Mental Health Treatment – this can only be imposed with the consent of the person with a conviction, and is done under the direction of a doctor or psychologist.

Drug Rehabilitation – this includes testing and treatment and can also only be imposed with the consent of the person with a conviction. This is designed to reduce or eliminate their dependency on drugs.

Attendance Centre – the person with a conviction must attend a centre for between 12 and 36 hours. They may focus on developing their social skills at the same time as challenging their offending behaviour. This can only be imposed on people under the age of 25.

Alcohol Treatment – the person with a conviction is required to attend treatment to reduce or eliminate dependence on alcohol.

A Foreign Travel Prohibition Requirement – this must not exceed 12 months.

Alcohol Abstinence and Monitoring – is a power given to the courts that allows them to order people with convictions to abstain from alcohol for a period of up to 120 days and to be regularly tested for compliance.

These requirements are also available to the courts when a suspended sentence is imposed upon an person with a conviction.


Community Payback Order

The Community Payback Order (CPO) replaces the Community Service Orders, Probation Orders and Supervised Attendance Orders.

This order is available to the courts and came into force in 2011. If you are imposed with a CPO, you may be ordered to carry out unpaid work in the community, or attend a programme to help with any behavioural or addiction problems.

There are nine requirements available to the court as part of a Community Payback Order. Each person with a conviction will be assessed to determine whether one or more of the requirements are appropriate.

The requirements are:

  • Supervision
  • Unpaid work
  • Drug treatment
  • Alcohol treatment
  • Conduct
  • Programme
  • Residential
  • Mental health
  • Compensation

When you are imposed with a CPO, you will be allocated a case manager directly from the court. You must meet with this case manager to discuss the CPO and they will outline the requirements you have been ordered to fulfil. If you have any questions or concerns you should raise them with the case manager.

People with convictions on Community Payback Orders can find themselves repainting community halls, maintaining the grounds of public spaces or assisting at a local charity. Considerations will be made on whether a certain area of work is suitable for a person with a conviction. Your age, health status, child protection issues, and the nature of your offense will be taken into consideration before you are issued a CPO.
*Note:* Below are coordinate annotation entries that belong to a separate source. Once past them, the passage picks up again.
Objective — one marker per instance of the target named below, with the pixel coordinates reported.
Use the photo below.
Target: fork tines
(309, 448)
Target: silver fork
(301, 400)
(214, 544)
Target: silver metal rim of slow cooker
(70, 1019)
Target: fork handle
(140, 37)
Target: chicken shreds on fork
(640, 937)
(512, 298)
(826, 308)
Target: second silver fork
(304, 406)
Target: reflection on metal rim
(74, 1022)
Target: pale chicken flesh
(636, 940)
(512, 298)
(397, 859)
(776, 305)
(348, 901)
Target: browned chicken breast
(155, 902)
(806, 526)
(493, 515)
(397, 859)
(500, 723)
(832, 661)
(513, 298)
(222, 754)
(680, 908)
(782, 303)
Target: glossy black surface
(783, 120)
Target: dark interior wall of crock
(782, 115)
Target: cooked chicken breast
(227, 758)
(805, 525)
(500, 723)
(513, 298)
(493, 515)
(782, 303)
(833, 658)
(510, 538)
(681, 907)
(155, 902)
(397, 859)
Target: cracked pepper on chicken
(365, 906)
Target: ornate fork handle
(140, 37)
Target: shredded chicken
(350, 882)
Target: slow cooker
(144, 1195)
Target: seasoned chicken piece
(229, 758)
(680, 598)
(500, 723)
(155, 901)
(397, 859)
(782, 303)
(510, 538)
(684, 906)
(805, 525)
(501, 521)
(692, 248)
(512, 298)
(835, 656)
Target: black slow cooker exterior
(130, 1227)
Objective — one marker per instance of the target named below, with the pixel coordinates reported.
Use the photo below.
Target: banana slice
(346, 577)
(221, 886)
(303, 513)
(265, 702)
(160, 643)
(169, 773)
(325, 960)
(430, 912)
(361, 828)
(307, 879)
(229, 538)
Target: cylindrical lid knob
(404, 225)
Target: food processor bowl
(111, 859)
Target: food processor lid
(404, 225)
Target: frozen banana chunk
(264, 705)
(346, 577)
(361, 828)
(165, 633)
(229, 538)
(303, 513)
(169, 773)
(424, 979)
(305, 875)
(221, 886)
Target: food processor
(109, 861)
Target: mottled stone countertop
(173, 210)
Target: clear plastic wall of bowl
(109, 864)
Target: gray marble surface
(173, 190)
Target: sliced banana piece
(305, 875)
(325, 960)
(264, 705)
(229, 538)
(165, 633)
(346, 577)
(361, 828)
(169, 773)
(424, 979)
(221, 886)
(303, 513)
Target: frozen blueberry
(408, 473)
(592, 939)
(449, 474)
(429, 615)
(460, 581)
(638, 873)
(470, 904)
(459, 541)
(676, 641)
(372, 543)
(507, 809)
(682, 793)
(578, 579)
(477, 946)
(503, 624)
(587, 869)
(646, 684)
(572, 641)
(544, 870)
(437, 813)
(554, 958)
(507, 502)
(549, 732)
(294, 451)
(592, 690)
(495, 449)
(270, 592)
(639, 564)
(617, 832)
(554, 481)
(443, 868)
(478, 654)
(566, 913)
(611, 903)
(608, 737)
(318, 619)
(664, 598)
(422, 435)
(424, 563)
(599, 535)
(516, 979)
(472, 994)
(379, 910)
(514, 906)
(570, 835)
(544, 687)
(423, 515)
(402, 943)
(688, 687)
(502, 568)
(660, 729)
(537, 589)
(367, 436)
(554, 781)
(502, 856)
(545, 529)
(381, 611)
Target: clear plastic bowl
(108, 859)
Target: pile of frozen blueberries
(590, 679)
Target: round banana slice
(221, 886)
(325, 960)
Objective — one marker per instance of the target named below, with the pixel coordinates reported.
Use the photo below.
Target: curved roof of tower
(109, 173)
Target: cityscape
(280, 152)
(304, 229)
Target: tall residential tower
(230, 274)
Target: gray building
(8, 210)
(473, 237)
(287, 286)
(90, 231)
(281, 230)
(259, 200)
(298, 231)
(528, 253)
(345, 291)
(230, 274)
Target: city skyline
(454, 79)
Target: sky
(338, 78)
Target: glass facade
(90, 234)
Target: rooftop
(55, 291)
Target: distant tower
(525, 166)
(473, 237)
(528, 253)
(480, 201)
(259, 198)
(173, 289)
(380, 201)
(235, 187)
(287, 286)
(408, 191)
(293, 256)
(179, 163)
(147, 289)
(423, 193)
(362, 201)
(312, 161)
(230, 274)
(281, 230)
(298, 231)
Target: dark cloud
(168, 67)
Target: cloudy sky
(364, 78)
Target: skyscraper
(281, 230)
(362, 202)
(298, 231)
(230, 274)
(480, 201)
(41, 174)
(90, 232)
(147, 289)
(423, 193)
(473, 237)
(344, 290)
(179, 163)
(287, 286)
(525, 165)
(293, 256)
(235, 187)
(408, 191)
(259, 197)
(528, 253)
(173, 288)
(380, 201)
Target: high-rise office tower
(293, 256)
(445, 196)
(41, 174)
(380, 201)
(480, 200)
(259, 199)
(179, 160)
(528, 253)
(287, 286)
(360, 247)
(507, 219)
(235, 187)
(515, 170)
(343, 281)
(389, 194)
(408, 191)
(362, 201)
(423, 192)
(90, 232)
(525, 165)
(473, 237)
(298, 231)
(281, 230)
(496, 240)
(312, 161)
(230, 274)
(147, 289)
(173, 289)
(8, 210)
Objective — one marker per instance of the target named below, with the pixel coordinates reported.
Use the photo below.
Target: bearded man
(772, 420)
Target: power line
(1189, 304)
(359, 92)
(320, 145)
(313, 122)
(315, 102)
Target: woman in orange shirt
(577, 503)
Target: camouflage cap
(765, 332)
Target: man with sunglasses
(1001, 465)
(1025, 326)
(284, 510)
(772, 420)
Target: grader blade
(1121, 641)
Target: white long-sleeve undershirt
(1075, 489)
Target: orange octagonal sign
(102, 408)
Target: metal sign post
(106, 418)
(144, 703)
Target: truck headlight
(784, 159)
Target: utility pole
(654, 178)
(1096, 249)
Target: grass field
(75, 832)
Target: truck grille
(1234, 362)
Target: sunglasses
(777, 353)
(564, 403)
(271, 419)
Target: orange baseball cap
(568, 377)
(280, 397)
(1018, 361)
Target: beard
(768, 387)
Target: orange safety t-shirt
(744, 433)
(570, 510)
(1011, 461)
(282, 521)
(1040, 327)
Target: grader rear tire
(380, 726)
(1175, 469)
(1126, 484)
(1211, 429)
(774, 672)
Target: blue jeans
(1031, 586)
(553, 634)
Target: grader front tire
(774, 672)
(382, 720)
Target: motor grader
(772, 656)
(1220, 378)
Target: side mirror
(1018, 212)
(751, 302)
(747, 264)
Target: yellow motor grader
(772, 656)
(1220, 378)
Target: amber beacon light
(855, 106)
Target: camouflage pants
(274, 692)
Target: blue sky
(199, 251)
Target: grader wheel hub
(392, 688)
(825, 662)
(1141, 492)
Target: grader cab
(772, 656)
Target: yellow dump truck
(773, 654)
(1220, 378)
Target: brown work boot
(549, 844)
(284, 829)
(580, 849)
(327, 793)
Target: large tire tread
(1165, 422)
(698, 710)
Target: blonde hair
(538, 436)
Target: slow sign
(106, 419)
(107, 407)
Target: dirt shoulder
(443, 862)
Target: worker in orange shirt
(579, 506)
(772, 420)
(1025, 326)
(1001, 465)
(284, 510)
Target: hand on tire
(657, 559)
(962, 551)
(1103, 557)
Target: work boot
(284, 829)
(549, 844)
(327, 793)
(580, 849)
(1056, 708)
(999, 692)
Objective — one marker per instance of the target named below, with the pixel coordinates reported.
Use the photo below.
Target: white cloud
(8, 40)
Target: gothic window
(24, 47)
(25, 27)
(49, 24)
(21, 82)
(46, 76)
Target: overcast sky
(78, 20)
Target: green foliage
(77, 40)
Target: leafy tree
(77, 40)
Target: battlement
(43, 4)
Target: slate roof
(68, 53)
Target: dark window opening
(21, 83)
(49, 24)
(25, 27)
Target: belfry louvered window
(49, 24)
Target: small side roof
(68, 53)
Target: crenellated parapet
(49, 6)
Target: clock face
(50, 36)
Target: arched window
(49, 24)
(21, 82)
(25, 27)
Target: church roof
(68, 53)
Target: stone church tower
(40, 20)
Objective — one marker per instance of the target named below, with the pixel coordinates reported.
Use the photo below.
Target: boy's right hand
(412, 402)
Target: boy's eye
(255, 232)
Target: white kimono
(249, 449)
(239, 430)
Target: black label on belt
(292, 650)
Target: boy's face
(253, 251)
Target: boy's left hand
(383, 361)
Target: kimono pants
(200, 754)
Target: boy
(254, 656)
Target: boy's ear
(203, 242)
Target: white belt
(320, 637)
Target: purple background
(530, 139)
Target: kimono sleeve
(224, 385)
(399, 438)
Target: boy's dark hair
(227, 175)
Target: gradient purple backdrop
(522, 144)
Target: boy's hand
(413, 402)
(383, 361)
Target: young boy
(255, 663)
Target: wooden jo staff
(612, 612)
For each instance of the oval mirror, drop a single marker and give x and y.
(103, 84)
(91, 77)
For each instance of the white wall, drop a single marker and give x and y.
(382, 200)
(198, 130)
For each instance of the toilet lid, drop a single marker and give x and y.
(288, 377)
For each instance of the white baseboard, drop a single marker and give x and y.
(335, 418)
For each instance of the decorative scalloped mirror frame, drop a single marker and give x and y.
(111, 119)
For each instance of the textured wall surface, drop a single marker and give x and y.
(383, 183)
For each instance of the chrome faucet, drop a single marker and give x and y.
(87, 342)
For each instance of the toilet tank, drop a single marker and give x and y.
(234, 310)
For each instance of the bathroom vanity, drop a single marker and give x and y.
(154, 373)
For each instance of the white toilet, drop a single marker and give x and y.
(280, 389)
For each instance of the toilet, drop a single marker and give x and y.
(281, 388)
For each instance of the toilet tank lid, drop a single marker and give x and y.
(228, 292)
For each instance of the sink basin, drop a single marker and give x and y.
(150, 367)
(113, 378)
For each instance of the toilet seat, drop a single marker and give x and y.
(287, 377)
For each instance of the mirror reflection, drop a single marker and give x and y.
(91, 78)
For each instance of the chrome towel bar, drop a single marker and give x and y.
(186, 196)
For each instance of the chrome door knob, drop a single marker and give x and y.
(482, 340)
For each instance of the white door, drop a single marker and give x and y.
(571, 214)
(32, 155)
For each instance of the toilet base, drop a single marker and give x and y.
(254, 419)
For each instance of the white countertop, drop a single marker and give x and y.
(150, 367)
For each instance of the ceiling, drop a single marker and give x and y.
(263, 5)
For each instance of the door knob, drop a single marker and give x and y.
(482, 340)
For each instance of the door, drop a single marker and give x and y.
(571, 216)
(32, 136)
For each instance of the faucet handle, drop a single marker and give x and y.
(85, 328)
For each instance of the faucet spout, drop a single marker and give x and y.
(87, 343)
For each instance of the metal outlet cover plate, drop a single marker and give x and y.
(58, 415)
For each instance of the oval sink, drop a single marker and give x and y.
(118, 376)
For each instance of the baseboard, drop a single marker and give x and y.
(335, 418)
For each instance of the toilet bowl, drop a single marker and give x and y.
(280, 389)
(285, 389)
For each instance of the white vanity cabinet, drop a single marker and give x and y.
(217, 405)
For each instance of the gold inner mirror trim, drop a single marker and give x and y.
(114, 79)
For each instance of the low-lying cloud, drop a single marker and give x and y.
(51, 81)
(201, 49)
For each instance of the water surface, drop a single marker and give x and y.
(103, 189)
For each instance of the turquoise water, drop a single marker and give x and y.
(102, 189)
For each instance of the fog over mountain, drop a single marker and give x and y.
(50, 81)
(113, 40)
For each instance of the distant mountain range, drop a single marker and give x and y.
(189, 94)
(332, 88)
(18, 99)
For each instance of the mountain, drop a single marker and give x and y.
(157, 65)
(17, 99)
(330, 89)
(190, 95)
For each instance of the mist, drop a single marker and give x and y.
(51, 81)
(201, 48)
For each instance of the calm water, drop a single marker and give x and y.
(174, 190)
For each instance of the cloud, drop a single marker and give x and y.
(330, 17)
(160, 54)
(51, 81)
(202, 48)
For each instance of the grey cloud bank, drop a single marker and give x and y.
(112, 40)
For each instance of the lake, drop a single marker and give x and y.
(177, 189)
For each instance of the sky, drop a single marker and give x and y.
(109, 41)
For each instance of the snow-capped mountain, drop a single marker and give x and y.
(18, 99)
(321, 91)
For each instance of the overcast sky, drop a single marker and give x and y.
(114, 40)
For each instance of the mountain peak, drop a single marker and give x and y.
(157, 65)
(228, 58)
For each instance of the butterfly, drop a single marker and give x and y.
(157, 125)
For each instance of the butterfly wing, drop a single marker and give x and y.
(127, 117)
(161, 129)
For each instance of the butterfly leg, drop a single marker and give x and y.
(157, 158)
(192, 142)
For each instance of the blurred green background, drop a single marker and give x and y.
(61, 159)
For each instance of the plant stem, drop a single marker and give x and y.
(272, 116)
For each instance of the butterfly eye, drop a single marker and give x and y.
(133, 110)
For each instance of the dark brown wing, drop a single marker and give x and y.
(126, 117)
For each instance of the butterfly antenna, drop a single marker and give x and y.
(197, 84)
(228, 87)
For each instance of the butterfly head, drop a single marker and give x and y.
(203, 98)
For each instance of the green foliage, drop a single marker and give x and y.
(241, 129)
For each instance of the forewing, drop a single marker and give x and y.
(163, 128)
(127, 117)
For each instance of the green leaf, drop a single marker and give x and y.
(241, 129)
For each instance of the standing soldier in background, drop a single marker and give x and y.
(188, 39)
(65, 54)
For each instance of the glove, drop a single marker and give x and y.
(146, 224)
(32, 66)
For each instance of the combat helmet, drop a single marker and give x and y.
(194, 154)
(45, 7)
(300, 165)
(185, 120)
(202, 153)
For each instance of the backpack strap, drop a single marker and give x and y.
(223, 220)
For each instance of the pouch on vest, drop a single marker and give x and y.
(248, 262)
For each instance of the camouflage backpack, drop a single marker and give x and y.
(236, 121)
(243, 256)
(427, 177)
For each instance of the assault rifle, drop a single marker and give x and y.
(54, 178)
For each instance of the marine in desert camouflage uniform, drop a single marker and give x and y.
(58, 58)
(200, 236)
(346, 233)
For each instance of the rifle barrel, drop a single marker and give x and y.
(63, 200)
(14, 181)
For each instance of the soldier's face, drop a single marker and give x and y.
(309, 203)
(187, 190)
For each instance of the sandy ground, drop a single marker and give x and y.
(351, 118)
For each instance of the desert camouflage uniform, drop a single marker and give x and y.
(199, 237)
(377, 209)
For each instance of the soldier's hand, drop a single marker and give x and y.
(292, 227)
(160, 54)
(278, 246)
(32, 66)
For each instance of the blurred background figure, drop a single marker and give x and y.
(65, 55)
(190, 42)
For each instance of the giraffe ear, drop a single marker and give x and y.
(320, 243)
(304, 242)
During unpaid work you will be supervised by a Community Payback Order Task Supervisor. They will be available to ensure you’re fulfilling your responsibilities and also to assist you if you experience any difficulties.

In brief:

  1. There is no minimum age for a CPO.
  2. If ordered to do unpaid work as part of their CPO, people with convictions can be asked to work between 20-300 hours in total.
  3. Orders usually cover a period between 6 months and 3 years.
  4. However, those on unpaid work orders will be expected to complete the work within three months.
  5. The court may decide to conduct review hearings throughout a person with a conviction’s CPO to check on progress.